Adaptive fuzzy synchronization for uncertain fractional-order chaotic systems with unknown non-symmetrical control gain

Abstract

In this paper the synchronization problem for the uncertain fractional-order chaotic systems with unknown non-symmetrical control gain matrices is investigated by means of adaptive fuzzy control. Fuzzy logic systems are employed to approximate the unknown nonlinear functions. We decompose the control gain matrix into a positive definite matrix, a unity upper triangular matrix, and a diagonal matrix with diagonal entries +1 or -1. The positive matrix is used to construct the Lyapunov function; the diagonal matrix is employed to design the controller. Based on the fractional Lyapunov stability theorem, an adaptive fuzzy controller, which is accompanied by fractional adaptation laws, is established.
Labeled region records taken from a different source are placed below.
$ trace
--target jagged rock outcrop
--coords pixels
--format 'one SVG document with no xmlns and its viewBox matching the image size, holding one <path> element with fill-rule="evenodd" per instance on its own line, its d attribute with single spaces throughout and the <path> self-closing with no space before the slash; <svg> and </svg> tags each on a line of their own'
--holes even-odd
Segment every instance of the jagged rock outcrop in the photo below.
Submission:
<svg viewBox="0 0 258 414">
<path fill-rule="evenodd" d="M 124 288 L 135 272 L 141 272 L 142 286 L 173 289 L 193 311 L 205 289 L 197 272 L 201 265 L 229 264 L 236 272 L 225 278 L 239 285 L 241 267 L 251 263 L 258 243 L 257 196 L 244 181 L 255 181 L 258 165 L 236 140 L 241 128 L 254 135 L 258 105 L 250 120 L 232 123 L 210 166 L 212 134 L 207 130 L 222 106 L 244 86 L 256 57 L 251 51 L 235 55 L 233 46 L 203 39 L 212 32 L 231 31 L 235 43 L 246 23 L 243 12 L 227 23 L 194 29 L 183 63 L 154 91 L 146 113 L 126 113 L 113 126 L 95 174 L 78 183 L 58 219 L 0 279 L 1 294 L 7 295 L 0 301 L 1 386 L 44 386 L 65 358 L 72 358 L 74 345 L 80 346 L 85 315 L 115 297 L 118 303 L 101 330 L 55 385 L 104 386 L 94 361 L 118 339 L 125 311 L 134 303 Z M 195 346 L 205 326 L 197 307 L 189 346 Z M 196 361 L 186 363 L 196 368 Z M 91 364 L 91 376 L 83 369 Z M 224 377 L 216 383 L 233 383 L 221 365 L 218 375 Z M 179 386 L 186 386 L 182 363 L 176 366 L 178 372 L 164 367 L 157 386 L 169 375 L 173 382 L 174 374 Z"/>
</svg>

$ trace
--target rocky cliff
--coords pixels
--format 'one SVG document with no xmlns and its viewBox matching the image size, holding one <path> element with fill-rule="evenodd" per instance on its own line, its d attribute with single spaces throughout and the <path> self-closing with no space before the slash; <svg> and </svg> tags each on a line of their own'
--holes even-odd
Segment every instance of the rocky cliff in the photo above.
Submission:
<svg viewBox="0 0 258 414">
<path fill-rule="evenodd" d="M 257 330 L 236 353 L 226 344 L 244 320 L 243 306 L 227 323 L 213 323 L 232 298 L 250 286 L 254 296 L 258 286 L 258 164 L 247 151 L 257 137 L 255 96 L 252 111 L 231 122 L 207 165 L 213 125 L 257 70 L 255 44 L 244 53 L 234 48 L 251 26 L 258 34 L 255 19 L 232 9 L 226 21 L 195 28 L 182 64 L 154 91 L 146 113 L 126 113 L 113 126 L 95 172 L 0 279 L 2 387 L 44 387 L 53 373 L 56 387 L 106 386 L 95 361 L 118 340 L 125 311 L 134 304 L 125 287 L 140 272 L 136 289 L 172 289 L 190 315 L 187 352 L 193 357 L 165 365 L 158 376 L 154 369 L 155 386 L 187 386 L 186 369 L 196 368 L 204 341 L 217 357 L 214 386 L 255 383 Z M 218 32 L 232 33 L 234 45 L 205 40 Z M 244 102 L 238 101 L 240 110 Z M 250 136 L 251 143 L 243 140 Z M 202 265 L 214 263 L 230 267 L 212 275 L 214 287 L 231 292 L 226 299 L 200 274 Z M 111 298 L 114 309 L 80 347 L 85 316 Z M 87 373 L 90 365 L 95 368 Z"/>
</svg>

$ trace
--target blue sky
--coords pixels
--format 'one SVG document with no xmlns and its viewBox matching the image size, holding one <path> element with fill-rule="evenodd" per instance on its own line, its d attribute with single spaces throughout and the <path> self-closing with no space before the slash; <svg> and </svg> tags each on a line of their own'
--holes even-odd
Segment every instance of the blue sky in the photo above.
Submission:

The proposed methods can guarantee the boundedness of the involved signals as well as the asymptotical convergence of the synchronization errors. It should be pointed out that the methods for using quadratic Lyapunov function in the stability analysis of the fractional-order chaotic systems are developed in this paper. Based on the results of this paper, many control methods which are valid for integer-order nonlinear systems can be extended to control fractional-order nonlinear systems. Finally, the effectiveness of the proposed methods is shown by simulation studies.